# riding switch



## HoboMaster (May 16, 2010)

Just like learning to ride frontside, more then anything it's just about spending time doing it, and consequentially eating shit and being a noob all over again. I would suggest hanging out on the bunny hill/ mellow blue runs and keep forcing yourself to make that turn, until it starts to come together. It's gonna take time like anything, but learning switch greatly improves your overall snowboarding skill. Last year I spent a some time working on it and got comfortable making that weak turn, I'm just not comfortable yet doing it while going fast, or having alott of control over it. This season I'd really like to try to master switch, something I'm going to work on much harder. 

One thing I would suggest to get comfortable with the transition is to learn how to do board spins, (where you rotate 360 degrees on the ground using edge control). That should help you get used to the weak transition.

If your using a regular-camber board as well, I know rocker-designs really help out. I just got a NS Evo, which is way more forgiving then my older regular-camber design.


----------



## Reede (Feb 16, 2009)

I got myself used to the feeling of turning switch by practising doing flatspins until it made me dizzy.

A combination of that and going back to the basics you remember from when you first learned to board, weight on your front foot, twist with your hips etc. It's really a case of going back to the fundamentals and learning again.


----------



## david_z (Dec 14, 2009)

I did this a couple years back and you really have to _think_ about how you ride. I mean, if you've been riding for any amount of time, riding regular is going to be like instinct. So you have to break that down: balance, lean, positioning, how do you initiate turns, etc. Start breaking that in to pieces and work on it that way. (As an added bonus, re-"learning" how to ride switch was tremendously helpful when I had to teach my wife how to snowboard)

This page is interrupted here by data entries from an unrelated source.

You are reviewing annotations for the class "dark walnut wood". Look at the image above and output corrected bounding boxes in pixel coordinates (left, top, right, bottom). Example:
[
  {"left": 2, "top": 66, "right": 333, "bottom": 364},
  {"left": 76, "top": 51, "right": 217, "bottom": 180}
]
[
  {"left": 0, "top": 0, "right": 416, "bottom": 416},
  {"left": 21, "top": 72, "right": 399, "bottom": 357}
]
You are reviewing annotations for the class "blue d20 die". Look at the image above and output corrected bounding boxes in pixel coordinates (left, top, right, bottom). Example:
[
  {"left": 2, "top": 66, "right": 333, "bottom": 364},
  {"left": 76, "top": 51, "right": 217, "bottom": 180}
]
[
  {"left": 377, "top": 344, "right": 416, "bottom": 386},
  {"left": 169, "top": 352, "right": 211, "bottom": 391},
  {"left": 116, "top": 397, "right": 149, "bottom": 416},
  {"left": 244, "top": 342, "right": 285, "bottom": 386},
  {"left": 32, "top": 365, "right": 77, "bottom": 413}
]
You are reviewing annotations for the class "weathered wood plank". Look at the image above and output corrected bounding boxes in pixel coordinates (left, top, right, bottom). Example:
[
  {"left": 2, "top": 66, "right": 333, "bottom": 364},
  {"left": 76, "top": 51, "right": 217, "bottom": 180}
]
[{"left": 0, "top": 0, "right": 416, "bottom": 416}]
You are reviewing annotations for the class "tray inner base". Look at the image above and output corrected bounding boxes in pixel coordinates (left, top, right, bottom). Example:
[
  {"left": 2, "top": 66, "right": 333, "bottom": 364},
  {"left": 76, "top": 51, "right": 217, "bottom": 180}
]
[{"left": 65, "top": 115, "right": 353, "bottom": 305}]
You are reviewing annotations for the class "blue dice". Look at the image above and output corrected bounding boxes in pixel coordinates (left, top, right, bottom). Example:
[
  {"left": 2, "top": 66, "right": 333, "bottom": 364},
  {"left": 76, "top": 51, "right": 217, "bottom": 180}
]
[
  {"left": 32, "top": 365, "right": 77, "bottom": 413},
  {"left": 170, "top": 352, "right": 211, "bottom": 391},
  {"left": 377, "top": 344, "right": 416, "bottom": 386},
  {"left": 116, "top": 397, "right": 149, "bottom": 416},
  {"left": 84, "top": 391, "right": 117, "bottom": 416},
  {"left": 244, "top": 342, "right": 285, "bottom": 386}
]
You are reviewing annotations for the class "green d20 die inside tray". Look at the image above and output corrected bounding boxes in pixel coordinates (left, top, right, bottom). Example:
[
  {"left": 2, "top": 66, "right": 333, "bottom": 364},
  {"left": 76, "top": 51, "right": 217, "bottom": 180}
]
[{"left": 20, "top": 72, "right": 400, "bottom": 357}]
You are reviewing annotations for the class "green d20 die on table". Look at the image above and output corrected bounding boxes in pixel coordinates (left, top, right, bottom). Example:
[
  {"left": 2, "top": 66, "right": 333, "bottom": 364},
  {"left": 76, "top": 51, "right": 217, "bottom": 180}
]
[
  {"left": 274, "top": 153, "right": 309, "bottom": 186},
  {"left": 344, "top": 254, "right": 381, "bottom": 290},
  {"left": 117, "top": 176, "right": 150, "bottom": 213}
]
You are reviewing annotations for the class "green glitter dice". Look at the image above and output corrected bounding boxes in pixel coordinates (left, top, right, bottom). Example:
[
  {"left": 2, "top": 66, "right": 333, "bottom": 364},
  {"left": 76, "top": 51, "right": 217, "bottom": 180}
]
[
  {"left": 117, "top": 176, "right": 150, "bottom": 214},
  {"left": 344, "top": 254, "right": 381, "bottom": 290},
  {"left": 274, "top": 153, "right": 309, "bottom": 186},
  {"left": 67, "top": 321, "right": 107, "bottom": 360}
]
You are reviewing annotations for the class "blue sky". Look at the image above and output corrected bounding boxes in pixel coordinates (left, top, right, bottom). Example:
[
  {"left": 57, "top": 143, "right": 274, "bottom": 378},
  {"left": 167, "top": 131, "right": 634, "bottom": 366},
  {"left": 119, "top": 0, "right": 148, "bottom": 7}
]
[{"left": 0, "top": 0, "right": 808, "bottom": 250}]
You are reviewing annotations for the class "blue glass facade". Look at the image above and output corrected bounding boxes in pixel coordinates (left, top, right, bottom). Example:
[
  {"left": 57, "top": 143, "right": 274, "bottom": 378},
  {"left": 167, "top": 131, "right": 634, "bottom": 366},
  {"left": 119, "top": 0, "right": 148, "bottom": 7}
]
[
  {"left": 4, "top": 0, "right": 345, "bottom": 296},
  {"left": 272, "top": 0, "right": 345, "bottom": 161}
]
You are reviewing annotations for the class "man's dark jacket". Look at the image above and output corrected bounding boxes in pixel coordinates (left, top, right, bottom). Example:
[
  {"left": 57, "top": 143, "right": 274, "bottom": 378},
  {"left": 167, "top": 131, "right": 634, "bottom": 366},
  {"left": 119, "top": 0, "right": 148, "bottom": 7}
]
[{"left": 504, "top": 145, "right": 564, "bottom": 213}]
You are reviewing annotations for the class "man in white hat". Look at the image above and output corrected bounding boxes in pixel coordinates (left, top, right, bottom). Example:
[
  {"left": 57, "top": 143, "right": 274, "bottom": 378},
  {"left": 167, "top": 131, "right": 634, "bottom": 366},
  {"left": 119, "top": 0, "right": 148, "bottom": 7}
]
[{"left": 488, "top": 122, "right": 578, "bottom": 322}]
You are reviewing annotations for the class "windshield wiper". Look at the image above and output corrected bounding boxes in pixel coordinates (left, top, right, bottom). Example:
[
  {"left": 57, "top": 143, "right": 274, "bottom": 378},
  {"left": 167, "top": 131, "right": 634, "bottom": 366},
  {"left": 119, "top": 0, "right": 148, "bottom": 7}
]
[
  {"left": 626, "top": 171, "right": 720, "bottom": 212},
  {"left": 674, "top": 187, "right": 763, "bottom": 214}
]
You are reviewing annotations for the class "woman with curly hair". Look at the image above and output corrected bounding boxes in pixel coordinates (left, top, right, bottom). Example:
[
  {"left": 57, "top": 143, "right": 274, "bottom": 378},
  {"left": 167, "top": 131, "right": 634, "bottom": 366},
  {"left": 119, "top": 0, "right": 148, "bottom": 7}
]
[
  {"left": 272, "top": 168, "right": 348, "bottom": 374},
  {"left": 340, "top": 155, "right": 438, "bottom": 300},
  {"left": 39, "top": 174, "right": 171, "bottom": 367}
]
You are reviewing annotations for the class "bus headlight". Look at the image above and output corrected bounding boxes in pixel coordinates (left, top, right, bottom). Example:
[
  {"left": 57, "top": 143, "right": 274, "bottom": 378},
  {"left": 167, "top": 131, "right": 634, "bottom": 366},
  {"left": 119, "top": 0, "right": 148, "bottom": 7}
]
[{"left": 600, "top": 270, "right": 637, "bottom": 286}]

Riding switch isn't going to be automatic at first, so you're just going to have to commit to it.


----------



## Guest (Aug 21, 2010)

thanks for the tips guys. 
i know how to do board spins and maybe it is the fact that i ride a camber that makes it a little less forgiving haha


----------



## shreduction (Mar 11, 2010)

switch definately takes time. i spent alot of time learnin to ride switch. im comfortable at it but lots more practice needed lol. it sucks being able to shred but look sketch when you ride switch., but i guess gotta start somewhere


----------



## Guest (Aug 21, 2010)

thank you guys for all the great advice i know i will definitely improve riding switch!


----------



## anti-bling (Apr 21, 2010)

If you are riding a cambered board, i'd suggest placing a little extra weight on your "new" front foot, around 60% of your weight.


----------



## AlexS (Feb 12, 2010)

Yeah as everyone else said it's a similar technique, and just takes a bit to really get used to it. It'll suck being back on the bunny hill, but when you've learned what you needed to learn you'll go back to where you were better than ever.


----------



## Mr. Polonia (Apr 5, 2009)

i really improved last season on switch....i wasnt doing it every time but once in a while i did the entire run....one thing i noticed myself doing in the previous seasons was backseating too much. last season i kept telling myself to lean over my lead foot...and this helped me out a lot.
also try to do really wide turns just to get familiar with edge control


----------